July 6, 2023

Final Post on "Homage to Ellsworth Kelly II" (originally posted January 1, 2023)


I started this quilt in the spring of 2021 and finished it in the fall of 2022. The quilt presented some challenges along the way, especially in working with the heavy, loosely woven linen and in quilting, but I am very pleased with the final result, and so, happily, are the recipients! The quilt is 90 x 94", made for a queen-size bed. The central medallion covers the top of the mattress, and the three plain borders drop over the side and bottom edges.
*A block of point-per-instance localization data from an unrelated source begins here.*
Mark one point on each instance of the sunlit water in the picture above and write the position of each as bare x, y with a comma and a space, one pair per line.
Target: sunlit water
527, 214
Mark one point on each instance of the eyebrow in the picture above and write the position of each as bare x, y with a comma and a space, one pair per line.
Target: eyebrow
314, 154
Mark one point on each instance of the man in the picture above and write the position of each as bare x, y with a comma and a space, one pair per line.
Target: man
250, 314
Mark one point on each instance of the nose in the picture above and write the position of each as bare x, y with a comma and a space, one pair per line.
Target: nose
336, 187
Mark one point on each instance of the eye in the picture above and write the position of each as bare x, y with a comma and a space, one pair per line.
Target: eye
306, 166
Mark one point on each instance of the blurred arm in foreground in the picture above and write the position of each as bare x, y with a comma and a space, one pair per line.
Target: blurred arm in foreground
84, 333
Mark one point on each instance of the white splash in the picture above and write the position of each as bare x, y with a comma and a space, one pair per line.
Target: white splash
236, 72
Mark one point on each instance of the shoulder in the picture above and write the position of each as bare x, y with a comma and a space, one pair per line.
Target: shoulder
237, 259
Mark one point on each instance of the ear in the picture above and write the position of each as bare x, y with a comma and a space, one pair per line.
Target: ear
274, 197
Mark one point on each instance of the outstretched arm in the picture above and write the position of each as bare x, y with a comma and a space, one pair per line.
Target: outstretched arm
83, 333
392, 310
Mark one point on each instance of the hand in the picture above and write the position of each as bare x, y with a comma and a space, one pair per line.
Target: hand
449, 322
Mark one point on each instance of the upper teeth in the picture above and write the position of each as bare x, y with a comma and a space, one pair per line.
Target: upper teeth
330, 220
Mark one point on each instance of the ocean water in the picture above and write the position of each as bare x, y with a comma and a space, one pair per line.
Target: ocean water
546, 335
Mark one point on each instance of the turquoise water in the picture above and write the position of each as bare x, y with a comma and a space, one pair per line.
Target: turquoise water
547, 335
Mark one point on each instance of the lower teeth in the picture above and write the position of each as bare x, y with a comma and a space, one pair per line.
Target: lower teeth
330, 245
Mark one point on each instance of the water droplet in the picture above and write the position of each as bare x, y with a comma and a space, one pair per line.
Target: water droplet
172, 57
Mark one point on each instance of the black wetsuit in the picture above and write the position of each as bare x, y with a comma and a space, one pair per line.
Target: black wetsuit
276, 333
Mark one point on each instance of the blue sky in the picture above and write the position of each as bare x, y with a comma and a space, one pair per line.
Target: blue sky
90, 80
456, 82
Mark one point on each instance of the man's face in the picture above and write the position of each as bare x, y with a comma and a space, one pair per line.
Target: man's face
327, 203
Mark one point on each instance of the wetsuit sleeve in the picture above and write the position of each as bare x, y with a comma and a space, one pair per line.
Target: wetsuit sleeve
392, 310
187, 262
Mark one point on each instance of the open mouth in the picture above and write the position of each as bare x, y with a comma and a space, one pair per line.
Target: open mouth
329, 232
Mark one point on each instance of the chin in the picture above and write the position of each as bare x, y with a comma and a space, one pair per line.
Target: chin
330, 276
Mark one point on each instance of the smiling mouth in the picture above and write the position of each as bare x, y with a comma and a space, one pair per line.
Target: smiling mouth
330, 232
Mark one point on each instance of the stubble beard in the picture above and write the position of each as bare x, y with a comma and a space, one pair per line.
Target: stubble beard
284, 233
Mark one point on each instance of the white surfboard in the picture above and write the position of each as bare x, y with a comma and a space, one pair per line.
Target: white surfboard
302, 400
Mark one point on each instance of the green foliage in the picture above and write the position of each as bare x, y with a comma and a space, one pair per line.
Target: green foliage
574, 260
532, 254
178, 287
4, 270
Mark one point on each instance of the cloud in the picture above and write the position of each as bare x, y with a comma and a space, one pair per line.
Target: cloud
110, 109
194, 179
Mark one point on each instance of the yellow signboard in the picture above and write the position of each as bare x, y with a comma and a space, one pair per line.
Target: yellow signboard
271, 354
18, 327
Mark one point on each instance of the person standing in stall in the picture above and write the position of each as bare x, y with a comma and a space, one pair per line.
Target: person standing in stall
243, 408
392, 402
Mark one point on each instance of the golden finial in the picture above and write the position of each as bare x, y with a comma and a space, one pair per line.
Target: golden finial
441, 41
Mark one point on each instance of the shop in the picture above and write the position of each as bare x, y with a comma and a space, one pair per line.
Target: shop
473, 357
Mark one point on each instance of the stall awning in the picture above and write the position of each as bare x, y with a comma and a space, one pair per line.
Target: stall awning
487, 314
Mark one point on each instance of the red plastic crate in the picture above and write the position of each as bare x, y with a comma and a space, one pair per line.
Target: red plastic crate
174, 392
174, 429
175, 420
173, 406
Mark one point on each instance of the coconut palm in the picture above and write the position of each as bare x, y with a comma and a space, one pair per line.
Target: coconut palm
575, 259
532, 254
When I last wrote about the quilt, in June, I had decided to set aside the free-motion quilting I'd been planning on (which would have been in the tan only, not in the black) and to try straight-line quilting instead. [Here's a link to that old post; you can read the content in this "back end" version, but links to other posts will not work.] I usually prefer straight-line quilting, but for this quilt, I was worried about having thread visible in the black cloth--any thread light enough to blend with the tan linen would show up too much on the black. But then I remembered a kind of thread I hadn't used in a while, Invisafil, which is a very thin (100 wt) polyester thread that is colored, and yet blends in with a range of colors/values of fabric, much more so that the 50 wt cotton thread I normally use. I had stopped using Invisafil because it kept breaking in the new machine I bought several years ago, but I thought it was worth another try. To my delight, I had no trouble with breakage, and the charcoal gray color that I had on hand blended well with both the tan and the black, despite the large contrast of value between them:


Once washed, the thread sinks into the fabric, and just looks like a shadow made by the quilted line.


I'm definitely glad I went with the straight-line quilting, rather than free motion--here's the earlier trial piece with free-motion:


I wrote previously about the work it took to dye fabric for the back. I'm happy with the color I ended up with, and plan to keep some on hand for use in other projects. I also used it for the end panels on a couple of pillowcases I made for possible use with the quilt (body is from fabric by Marcia Derse).



So, a fond farewell to this quilt!



1 comment:

  1. What a beautiful quilt! I love Ellsworth Kelly and once used one of his compositions as inspiration for several quilts. I think any quilter could happily devote the rest of her life to adapting Kelly's shapes and patterns to fabric.